Diante da dor dos outros

16/06/2016

Li há poucos dias o livro "Diante da dor dos outros", da Susan Sontag.

O texto se propõe a tentar pensar como nos relacionamos com as representações do sofrimento humano: desde a pintura, forma mais clássica, até a fotografia e vídeo, formas mais recentes. Seu levantamento inclui a cobertura jornalística das guerras, feitas nos últimos 150 anos, além do esforço de registro feito através da pintura ao longo de vários séculos. Além disso, o ensaio procura pensar também nas possíveis significações dos gestos de quem retrata e de quem visualiza essa produção.

Por exemplo: algumas fotos que procuram sensibilizar o público, são alteradas, isto é, são manipuladas para adquirirem uma carga mais dramática ou mais 'artística', podendo tender tanto a querer 'chocar' como a 'suavizar' o efeito sobre o público. Algumas dessas fotos são elucidadas no texto.

É interessante ler a Susan Sontag: o texto é escrito de forma tão simples ao mesmo tempo em que é profundo e sereno quanto às implicações.

Não posso deixar de notar uma curiosidade: li o livro com a internet ao lado e, em 30 segundos, tenho acesso a todas as referências que ela cita: Goya, Capa, os fotógrafos das guerras da África, do Vietnam, as imagens do ataque ao World Trade Center, a guerra de Sarajevo, do Afeganistão, Iraque, etc.

Como ela mesma reconhece, é impossível julgar o que se passa do lado de quem vê as imagens (haveria de se refletir caso-a-caso) e que destino é dado ao efeito do impacto da visão de um semelhante em estado de sofrimento.

Compartilho aqui 3 passagens:

1) Quatro gravuras de Goya, que dedicou 82 desenhos para registrar seu testemunho da guerra entre Espanha e a França de Napoleão entre 1810 e 1820. Cada retrato é acompanhando de uma legenda muito peculiar.


2) O retrato da célebre foto da guerra civil espanhola, feita por Robert Capa, sempre enigmática quanto ao que, de fato, a cena retrata (a leitura principal é a de um soldado no momento em que é baleado). A foto, publicada na Time, tão inédita na cobertura ágil de uma guerra, é veiculada ao lado de um anúncio publicitário que parece querer fazer equivaler as informações dispostas (duas informações para consumo: a morte de um soldado e o anúncio de um produto para cabelos)
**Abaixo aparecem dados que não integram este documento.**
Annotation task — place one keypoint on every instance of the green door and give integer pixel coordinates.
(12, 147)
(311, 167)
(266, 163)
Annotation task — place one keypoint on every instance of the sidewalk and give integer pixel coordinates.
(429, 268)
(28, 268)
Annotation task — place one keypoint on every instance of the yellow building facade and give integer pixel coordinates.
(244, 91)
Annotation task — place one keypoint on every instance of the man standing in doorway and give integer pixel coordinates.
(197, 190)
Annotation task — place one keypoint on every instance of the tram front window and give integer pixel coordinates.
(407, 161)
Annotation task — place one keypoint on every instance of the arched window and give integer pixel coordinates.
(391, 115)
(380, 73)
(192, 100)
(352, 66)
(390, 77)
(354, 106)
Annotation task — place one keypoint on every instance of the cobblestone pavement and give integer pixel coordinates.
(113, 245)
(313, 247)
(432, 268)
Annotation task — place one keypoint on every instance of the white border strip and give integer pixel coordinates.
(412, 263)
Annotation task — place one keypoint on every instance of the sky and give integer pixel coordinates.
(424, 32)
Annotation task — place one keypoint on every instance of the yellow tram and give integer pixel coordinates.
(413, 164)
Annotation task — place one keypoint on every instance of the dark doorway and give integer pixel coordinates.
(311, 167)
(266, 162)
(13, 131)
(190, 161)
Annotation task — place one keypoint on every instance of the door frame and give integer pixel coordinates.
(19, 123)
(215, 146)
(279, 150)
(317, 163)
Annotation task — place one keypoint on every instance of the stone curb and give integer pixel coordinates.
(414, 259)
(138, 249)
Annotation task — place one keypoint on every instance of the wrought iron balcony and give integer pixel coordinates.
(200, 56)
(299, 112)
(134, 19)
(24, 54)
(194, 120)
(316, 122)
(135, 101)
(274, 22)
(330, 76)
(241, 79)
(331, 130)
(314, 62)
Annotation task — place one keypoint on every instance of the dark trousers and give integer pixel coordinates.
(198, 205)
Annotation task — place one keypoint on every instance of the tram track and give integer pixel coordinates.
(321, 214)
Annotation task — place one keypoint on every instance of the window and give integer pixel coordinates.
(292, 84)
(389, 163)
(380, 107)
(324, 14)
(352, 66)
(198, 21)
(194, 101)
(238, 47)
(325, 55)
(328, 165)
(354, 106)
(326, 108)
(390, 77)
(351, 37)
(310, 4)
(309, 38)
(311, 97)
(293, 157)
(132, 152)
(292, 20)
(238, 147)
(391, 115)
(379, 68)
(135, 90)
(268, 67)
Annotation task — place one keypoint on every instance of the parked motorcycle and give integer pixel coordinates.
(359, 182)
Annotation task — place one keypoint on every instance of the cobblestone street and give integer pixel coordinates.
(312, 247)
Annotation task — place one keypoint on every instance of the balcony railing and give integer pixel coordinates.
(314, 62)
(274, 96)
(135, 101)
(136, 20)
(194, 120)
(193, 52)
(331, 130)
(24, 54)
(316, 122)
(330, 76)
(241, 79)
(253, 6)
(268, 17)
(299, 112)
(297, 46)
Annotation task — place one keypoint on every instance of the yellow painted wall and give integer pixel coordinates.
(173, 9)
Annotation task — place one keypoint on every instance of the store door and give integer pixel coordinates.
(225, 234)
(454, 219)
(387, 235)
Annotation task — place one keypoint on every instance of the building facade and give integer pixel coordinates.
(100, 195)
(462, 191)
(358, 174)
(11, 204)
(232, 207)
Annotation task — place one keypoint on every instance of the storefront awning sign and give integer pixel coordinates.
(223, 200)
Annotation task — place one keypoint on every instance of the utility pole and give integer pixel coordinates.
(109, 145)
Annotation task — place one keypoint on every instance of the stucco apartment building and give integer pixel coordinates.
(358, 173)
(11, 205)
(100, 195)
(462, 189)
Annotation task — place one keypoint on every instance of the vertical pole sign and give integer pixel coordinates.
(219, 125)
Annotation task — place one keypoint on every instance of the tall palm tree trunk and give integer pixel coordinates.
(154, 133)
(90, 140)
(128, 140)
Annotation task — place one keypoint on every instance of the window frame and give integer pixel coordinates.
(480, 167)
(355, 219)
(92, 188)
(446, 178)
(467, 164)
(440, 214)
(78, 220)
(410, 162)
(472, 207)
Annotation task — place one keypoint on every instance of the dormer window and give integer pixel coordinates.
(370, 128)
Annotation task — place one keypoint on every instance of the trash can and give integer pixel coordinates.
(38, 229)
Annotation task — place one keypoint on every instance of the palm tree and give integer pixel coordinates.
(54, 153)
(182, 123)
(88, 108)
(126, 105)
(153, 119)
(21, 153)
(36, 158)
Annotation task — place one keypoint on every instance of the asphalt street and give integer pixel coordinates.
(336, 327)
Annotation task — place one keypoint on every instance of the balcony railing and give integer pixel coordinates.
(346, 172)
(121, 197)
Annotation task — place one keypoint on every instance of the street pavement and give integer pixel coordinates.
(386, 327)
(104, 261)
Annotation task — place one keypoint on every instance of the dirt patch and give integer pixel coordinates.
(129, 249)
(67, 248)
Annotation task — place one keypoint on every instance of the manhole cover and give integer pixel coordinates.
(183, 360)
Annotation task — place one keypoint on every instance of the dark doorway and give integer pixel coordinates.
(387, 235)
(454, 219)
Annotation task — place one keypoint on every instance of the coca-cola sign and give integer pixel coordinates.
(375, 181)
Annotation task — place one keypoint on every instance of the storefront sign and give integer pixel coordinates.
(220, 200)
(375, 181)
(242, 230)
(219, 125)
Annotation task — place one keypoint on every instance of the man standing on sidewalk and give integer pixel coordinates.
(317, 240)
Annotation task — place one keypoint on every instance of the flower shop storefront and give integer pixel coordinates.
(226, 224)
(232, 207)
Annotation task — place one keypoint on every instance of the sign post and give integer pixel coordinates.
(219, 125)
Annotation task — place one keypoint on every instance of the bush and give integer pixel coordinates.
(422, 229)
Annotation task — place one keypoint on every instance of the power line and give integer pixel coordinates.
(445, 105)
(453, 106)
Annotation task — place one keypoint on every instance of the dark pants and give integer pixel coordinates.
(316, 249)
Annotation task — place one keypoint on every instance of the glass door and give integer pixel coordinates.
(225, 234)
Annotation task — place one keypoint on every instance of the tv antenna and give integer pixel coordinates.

3) A mórbida tradição do regime Khmer Vermelho que, durante os anos 70, fotografou seus milhares de condenados minutos antes de sua execução, para fins 'burocráticos'. A foto que mostro aqui foi a que mais me tocou em toda essa imersão, e não sou capaz de compartilhar em texto o abalo que me produziu.

Tento dizer algo da minha posição: a mim é ainda impossível dar uma resposta que não resvale em uma leitura trágica-cínica sobre a crueldade da nossa espécie, e que ao mesmo tempo não incorra em um espanto de um desavisado que afasta de si o conhecimento da história de atrocidades já cometidas. Reduzir o horror a um apelo de que 'é preciso amar uns aos outros' é, a meu ver, um desrespeito para com a nossa história.

Diante da repetição a perder de vista, dos escravos entregues aos leões para deleite da plateia, os cristãos perseguidos, as mulheres e os hereges queimados vivos na fogueira da Inquisição, o genocídio dos índios, dos armênios, russos, moçambicanos, angolanos, dos paraguaios, os linchamentos dos negros, os judeus dos campos de concentração, os perseguidos das ditaduras latino-americanas, os atos de violência individuais, os homens-bomba e o sem-número de exemplos recentes e contínuos que nos ocupam os noticiários, que responder?

Fico suspenso entre duas negações: dizer 'eu não acredito!', em horror, ou 'para onde estamos indo?' seria se dizer desavisado do reconhecimento de que isto tudo segue acontecendo . Dizer 'é assim mesmo', 'a natureza humana é violenta mesmo', é igualmente inaceitável no que pretende neutralizar o potencial do espanto, da compaixão e da resistência à liquidação do outro.

O que resta de possível exprimir talvez sejam estes pontos silenciosos que vibram, perturbam e reviram o estômago e a garganta: é aquilo que sobrevive à impotência sem desrespeitar a dor do outro. Retorno ao silêncio naquilo que nem texto nem imagens alcançam dizer.